The civil rights inquiry into publicly run nursing homes in New York and other Democratic-led states in the country was a politically motivated exercise that was part of the "political hyperbole," Gov. Andrew Cuomo on Monday charged. 

The Department of Justice on Friday in a letter to Republican Rep. Steve Scalise indicated it had dropped the civil rights inquiry after officials last year requested nursing home data from several states, including New York, New Jersey, Pennsylvania and Michigan. 

All of those states are led by Democratic governors, and Cuomo on Monday at an unrelated event at Yankee Stadium in the Bronx called the probe a "cruel" act for those who lost loved ones in the facilities during the pandemic. 
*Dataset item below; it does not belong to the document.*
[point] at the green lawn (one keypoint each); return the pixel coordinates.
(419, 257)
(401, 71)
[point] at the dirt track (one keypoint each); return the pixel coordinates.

"Four Democratic states, four Democratic governors and they were going to investigate us for causing deaths in nursing homes," Cuomo said. "The political environment has gotten so toxic, so mean, it was an outrageous allegation."

A separate investigation by the Eastern District of New York in Brooklyn is said to be reviewing how New York reported nursing home fatalities and where those deaths occurred during the pandemic. 

The Department of Justice's civil rights division last year requested documents from several states, with the request for New York initially focusing on a handful of publicly run facilities in the state. 

Cuomo noted the timing, at the height of a hotly contested presidential election and amid an ongoing battle between his administration and President Donald Trump, was more than coincidental. 

"Of course this was all political hyperbole," Cuomo said. "The Department of Justice is supposed to be the Department of Justice. It's not supposed to be you investigate political enemies."

The deaths of nursing home residents during the pandemic is just one of several controversies facing Cuomo this year as the Democratic-led state Assembly has launched a separate investigation that could lead to his impeachment. 

Cuomo is also facing allegations of sexual harassment and misconduct, which are under investigation by Attorney General Letitia James's office.